The Act requires that the creditor provide the applicant with a notice that explains exactly why their application was denied. It also gives the applicant the opportunity to request an explanation for the denial if requested within 60 days.
There are numerous factors a creditor may consider when reviewing a credit application. There are, however, certain characteristics that a creditor cannot use when determining whether or not to approve an application. These include:
- Marital status;
- National origin;
- Child support; or
- Public assistance income.
In the event that an individual’s credit application is denied, it may be very beneficial to ask the credit company why. The creditor may be able to provide important information such as:
- How the individual can decrease their current credit obligation;
- Which reporting agency provided the individual’s credit report so they can request a free copy of their credit report to examine it for any problems or errors; and
- Whether or not the individual can reapply in the future.
What is Credit Discrimination?
In the United States, most necessities an individual needs access to are based on credit. Credit allows individuals to go to school, purchase homes, and build businesses. When credit discrimination occurs, individuals are prevented from accessing these opportunities.

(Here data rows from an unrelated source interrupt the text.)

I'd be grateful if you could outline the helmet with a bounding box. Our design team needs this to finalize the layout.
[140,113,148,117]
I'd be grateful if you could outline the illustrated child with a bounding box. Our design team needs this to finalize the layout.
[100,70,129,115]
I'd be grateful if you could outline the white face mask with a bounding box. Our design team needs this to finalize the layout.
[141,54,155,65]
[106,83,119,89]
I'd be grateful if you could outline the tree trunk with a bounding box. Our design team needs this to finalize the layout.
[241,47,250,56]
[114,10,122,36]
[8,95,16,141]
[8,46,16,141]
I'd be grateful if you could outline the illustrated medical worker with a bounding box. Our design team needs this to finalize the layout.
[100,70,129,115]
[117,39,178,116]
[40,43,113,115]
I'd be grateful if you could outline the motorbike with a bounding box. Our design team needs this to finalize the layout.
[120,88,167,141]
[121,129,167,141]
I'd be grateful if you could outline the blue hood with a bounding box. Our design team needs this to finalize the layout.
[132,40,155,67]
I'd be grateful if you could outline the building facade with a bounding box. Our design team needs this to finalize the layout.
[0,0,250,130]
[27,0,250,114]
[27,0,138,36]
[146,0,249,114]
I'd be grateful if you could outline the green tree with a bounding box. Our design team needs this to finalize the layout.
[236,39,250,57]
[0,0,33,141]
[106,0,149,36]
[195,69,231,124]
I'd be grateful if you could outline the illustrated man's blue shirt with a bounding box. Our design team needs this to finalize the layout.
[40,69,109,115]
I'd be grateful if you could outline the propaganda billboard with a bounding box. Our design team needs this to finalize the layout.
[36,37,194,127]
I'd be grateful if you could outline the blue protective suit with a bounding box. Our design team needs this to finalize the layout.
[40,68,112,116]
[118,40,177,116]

As noted above, the Equal Credit Opportunity Act (ECOA) prohibits a creditor from discriminating against an individual in any aspect of a credit transaction on the basis of the factors listed above. An individual may have a case for credit discrimination if a creditor engages in the following acts:
- Offers an individual credit with unfavorable terms compared to someone else with similar qualifications;
- Refuses to extend an individual credit if they qualify for it;
- Keep an individual from applying for credit; or
- Closes their account.
Should I Consult an Attorney if I End Up with Dangerous Amounts of Debt?
Yes. There are times that you may end up falling into a dangerous amount of debt. This can easily occur if you are given large lines of credit and use them without thinking about the consequences when you do not pay them back.
It is important to seek the counsel of an experienced credit attorney. Your attorney can review your situation, advise you what protections you may have under state and federal laws, and help you decide what the best court of action will be.
On the other end of the spectrum, if you have been denied credit while trying to establish credit, and you feel you have been a victim of credit discrimination, your attorney can help. It is impossible to qualify for credit and begin establishing your credit history if you are unable to obtain any credit at all.